What I liked about this book is that it was realistic and yet hopeful. The author admits that it is really not possible to be completely self-sufficient in an urban lifestyle. He writes that an urban gardener could probably grow 20 to 40 percent of his nutrition needs. However, he also describes scenarios of specializing in one food production within your space and then bartering with someone else who specializes in another (the oldest and purest form of free trade!). His main point is that no, in an urban setting with lack of land/space, you will not become completely self sufficient, but you can at least depend on yourself for a portion of your food and keep your food costs down. He is not alone in his opinion that food prices will inevitably go up as we face an energy crisis, so learning some ways to grow at least some of your food is a good idea. The author emphasizes that the techniques he describes are not new, and that before the last couple of generations who have grown up in our cheap-fuel-lifestyle (which includes cheap, albeit not always healthy, food), growing as much of your own food used to be just a normal part of life. He feels it is imperative that we reconnect with that spirit of our not-so-distant ancestors.

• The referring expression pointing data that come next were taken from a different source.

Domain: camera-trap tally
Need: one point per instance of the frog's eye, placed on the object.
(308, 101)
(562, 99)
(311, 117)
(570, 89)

The author describes some of the uncomfortable changes we might be facing in a society that has built this cheap-fuel-lifestyle, once that source of energy is depleted, and once food production is also affected by climate change and the harmful effects of industrial farming. He approaches the possible changes with amazing hope, however. Though he doesn't describe himself as a survivalist, he has some practical thoughts on getting prepared for looming shortages in food and energy.

Though not incredibly detailed in every topic, I found this book very useful and it has inspired me to look further into some grow-it or produce-it-yourself methods beyond just vegetable gardens.